Romanian state goes to court against law firm which helped it win investment settlement dispute in 2005
The Authority of State Assets Management AAA, formerly AVAS, went to court against one of the largest Romanian law firms, Muşat & Asociaţii, asking for a compensation of USD 8.7 million following a legal dispute between the Romanian state and Noble Ventures. The law firm, which is being accused of not fully respecting the contract with the state, said the state's request is absurd and absolutely unjustified.
Muşat & Asociaţii represented AVAS in the investment settlement dispute with Noble Ventures, which had accused the Romanian state of not respecting the bilateral investment treaty between Romania and US. Noble Ventures had bought Combinatul Siderurgic Reşiţa in a privatization process, and had taken the EUR 350 million case to the International Center for Settlement of Investment Disputes ICSID in Washington.
The Romanian state is now saying that the USD 8.7 million it is asking for from the law firm represents the damages caused by not respecting the obligation to go to court with a litigation against Noble Ventures, part of the larger dispute, which also included the ICSID arbitration which started in 2001.
The dispute between Romania and Noble ventures made headlines in the early 2000s, as the Romanian state won the dispute, the privatization was canceled and the Resita factory was re-privatized, the winner being TMK. Romania spent some USD 8.9 million in this international investment dispute, while Noble Ventures, USD 3.14 million, while the international court decided the costs will be equally split.

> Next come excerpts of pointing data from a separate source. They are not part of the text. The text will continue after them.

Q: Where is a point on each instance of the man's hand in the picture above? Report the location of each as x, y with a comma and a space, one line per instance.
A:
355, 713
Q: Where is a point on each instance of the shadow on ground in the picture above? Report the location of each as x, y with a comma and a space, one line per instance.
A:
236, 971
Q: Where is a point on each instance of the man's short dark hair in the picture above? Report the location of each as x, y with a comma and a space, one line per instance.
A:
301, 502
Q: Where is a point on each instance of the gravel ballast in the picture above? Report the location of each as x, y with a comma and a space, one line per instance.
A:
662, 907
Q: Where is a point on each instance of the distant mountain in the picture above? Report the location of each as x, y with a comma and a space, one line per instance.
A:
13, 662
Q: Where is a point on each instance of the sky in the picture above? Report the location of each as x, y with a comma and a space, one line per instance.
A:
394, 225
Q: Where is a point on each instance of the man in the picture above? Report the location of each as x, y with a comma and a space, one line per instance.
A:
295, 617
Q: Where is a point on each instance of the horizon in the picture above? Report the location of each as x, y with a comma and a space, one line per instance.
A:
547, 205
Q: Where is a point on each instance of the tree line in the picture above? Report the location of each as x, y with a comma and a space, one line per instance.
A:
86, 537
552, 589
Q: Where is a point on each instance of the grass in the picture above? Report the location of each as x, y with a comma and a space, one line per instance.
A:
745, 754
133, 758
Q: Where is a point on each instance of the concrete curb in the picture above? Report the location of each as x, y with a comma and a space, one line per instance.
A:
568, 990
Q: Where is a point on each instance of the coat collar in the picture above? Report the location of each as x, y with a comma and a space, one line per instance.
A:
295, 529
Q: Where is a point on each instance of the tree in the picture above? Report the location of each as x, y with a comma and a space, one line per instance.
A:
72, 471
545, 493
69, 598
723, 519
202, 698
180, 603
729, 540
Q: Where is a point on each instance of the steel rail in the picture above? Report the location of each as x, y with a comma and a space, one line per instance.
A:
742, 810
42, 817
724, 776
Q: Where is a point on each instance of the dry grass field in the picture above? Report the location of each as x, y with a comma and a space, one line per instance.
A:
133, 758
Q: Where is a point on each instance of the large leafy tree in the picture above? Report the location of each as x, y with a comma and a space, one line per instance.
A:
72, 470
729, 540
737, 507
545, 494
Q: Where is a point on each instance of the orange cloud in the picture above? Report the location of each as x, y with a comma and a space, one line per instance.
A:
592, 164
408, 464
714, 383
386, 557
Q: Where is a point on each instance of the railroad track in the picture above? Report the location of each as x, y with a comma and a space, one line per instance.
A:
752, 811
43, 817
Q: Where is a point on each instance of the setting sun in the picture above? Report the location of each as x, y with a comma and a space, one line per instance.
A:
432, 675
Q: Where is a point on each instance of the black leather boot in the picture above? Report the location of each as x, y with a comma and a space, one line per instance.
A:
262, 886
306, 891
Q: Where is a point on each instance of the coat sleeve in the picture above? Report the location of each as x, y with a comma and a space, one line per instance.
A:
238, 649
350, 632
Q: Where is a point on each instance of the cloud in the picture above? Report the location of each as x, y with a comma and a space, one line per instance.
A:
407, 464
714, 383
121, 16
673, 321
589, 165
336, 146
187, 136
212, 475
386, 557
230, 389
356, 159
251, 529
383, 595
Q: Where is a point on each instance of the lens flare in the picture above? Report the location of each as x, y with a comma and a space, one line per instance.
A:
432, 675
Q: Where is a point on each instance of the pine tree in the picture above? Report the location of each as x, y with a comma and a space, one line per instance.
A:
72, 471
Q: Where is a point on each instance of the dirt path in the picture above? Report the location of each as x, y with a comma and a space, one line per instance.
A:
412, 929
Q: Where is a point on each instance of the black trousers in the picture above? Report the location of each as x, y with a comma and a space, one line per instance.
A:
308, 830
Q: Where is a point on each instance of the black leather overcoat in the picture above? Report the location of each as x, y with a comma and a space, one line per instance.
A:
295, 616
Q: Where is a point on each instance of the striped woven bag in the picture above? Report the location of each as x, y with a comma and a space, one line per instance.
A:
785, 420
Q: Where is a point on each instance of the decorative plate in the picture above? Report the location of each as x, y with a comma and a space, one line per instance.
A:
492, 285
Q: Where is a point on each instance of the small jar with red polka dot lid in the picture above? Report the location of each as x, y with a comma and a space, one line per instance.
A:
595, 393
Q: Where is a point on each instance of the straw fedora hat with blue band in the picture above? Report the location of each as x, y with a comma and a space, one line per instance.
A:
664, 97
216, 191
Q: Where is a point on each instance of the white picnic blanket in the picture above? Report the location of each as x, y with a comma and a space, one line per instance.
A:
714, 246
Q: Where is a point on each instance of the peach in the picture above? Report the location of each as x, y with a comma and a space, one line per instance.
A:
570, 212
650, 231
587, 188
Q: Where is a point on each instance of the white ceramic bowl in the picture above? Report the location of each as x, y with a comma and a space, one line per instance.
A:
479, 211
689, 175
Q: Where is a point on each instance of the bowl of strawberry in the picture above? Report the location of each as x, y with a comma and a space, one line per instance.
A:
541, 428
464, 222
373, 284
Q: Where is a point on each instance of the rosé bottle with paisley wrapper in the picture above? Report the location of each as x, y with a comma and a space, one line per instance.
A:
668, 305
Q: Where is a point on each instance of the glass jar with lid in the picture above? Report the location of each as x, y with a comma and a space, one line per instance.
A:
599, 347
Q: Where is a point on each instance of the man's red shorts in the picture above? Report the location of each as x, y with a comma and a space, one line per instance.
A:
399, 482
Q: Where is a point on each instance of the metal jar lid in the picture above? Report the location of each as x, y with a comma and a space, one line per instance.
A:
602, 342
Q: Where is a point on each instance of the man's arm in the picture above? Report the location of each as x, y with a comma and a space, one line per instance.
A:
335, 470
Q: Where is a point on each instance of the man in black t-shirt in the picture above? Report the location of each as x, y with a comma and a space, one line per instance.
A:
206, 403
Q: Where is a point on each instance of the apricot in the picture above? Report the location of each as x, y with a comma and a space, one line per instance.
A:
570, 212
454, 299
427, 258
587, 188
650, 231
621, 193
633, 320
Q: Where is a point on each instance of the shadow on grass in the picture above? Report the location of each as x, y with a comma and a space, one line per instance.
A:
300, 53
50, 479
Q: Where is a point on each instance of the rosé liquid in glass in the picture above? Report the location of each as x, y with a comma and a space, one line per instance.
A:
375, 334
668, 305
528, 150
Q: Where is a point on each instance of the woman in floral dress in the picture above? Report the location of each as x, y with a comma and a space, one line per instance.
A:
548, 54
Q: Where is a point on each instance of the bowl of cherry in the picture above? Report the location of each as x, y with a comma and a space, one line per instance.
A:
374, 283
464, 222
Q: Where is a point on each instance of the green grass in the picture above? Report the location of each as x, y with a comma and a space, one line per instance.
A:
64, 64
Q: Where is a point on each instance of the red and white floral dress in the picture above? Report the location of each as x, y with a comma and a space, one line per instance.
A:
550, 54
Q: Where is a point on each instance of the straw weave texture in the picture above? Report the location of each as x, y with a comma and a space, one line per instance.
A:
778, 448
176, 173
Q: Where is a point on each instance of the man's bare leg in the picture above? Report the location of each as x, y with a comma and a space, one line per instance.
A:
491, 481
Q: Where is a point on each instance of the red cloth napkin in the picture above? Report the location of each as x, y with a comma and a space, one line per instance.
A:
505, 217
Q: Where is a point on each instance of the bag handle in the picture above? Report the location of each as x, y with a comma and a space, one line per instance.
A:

In 2011, the Romanian state started the legal action against Musat, its former lawyers, which had helped it win the dispute against Noble Ventures back in 2005.
The American investor Noble Ventures, which had bought the Resita steel plant in 2000, and a year later started the dispute at ICSID, had claimed that it suffered unfair, arbitrary and discriminatory treatment, because Resita Steel Plant (CSR) would not have benefited of the restructuring of budgetary debts to the state claimed to have been promised through the privatization contract and its investment in CSR was expropriated. The investor wanted a compensation of USD 447 million, but ICSID decided against it in 2005. In 2003, the privatization of Resita Steel Plant was canceled, after the investor did not pay two successive installments of the purchasing price.
The state's unexpected decision to go to court six years later against the lawyers who had helped it win the case back in 2005 is, according to the government authority AAA, based on the contract signed with Muşat & Asociaţii, which failed to take Noble Ventures to a regular court after the settlement dispute.